3.Souvent recomposées

Adieu l’image de la famille traditionnelle catholique avec cinq enfants logeant à Versailles (Yvelines). Les structures des familles nombreuses évoluent avec l’explosion des divorces et des familles recomposées. En 2011, 37% des familles recomposées accueillent trois enfants et plus contre 21% des familles traditionnelles et 16% des familles monoparentales. Une situation qui s'explique par des parents qui se mettent en couple, réunissant des enfants de différentes unions, et ces nouveaux couples ont souvent le désir d'un nouvel enfant.

4. Des mères qui travaillent moins

Si l’activité des hommes évolue peu en fonction du nombre d’enfants, l’emploi des femmes est une variable d’ajustement.
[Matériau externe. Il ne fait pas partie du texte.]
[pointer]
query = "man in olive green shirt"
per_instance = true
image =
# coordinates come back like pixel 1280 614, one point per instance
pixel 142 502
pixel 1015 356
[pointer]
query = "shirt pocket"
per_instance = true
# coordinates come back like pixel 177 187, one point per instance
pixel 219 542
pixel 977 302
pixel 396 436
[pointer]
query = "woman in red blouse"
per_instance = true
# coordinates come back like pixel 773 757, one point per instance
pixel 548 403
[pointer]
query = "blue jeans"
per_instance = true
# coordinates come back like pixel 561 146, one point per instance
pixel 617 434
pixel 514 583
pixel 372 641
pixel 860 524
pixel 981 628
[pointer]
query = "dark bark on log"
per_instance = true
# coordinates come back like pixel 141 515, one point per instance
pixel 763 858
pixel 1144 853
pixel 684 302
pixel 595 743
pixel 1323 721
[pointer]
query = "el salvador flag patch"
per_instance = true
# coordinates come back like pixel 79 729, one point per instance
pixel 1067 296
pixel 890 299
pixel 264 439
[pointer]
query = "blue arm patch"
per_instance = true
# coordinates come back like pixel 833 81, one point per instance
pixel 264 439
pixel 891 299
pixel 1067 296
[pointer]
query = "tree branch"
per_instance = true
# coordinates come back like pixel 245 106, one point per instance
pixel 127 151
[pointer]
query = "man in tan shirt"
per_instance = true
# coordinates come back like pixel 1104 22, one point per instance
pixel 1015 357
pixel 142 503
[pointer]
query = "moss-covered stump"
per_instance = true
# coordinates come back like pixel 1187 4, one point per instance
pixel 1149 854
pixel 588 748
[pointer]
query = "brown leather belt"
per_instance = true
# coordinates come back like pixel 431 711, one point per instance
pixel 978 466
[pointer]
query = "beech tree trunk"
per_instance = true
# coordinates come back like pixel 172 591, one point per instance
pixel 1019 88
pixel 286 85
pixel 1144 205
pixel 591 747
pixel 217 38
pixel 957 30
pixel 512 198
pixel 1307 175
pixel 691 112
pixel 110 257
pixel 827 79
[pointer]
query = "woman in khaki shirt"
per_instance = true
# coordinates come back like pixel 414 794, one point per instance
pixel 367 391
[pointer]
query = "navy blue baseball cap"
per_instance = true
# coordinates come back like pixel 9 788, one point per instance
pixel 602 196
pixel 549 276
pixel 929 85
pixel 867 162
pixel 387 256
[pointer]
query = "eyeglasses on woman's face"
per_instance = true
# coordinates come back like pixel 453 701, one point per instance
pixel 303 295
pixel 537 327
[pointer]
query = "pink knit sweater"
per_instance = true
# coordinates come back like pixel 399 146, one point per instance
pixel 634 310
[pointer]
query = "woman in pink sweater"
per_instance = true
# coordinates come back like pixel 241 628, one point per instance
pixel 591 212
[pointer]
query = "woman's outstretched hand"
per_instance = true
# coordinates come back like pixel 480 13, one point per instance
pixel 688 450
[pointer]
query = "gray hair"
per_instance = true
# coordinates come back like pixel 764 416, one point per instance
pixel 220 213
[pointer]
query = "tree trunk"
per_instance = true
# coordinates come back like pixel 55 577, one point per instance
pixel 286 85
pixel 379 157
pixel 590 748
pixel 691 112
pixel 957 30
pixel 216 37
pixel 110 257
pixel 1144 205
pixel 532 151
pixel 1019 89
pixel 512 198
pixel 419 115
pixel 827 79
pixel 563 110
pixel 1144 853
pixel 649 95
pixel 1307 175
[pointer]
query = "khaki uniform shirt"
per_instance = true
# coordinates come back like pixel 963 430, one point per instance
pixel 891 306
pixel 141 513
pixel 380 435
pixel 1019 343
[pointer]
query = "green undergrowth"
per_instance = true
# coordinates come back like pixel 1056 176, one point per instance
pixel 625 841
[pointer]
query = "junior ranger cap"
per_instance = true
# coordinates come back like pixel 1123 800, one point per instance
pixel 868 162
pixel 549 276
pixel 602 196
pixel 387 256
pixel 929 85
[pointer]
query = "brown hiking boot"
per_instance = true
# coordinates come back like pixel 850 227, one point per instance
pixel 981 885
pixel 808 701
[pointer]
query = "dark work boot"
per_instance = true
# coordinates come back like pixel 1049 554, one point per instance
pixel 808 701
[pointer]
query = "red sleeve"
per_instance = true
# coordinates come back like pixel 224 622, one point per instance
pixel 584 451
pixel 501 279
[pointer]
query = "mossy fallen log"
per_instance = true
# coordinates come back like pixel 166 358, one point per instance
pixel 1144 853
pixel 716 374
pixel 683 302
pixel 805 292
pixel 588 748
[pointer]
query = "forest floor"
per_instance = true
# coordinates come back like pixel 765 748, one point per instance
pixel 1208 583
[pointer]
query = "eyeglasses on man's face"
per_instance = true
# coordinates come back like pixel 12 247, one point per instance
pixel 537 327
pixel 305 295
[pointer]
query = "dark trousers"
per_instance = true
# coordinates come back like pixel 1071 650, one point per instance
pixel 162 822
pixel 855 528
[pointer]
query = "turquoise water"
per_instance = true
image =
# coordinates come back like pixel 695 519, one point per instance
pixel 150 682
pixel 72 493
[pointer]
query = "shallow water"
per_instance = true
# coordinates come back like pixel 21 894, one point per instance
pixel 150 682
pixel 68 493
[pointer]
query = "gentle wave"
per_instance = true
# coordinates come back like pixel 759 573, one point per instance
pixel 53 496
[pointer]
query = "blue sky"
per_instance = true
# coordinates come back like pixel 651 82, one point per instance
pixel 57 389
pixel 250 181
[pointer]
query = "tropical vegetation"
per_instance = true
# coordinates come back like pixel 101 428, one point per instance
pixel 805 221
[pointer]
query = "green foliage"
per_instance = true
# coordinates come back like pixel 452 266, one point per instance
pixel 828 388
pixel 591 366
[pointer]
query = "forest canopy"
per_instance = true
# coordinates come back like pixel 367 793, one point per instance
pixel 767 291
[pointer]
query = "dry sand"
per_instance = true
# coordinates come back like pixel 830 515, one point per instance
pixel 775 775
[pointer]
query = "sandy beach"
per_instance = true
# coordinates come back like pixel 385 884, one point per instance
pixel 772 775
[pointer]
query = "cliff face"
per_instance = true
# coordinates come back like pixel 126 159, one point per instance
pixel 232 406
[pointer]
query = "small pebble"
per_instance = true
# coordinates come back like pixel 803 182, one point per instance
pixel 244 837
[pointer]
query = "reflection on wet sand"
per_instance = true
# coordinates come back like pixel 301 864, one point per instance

Les mères d’un seul enfant travaillent à 92% selon les chiffres de l’Insee, mais le taux tombe à 59% pour celles qui nourrissent quatre enfants et plus. Par ailleurs, ces mères de familles nombreuses sont en général moins diplômées: 25% des mères de quatre enfants n’ont aucun diplôme alors que seulement 7% de ces mères ont un niveau scolaire supérieur au baccalauréat

5. Les descendants d’immigrés ont moins d’enfants.

Si les immigrés comptent souvent davantage d’enfants que les non immigrés, leurs enfants en revanche présentent une moindre fécondité. Si 36% des immigrés comptent trois enfants et plus, le taux tombe à 22% pour leurs descendants, se rapprochant donc de la proportion de familles nombreuses chez les non immigrés.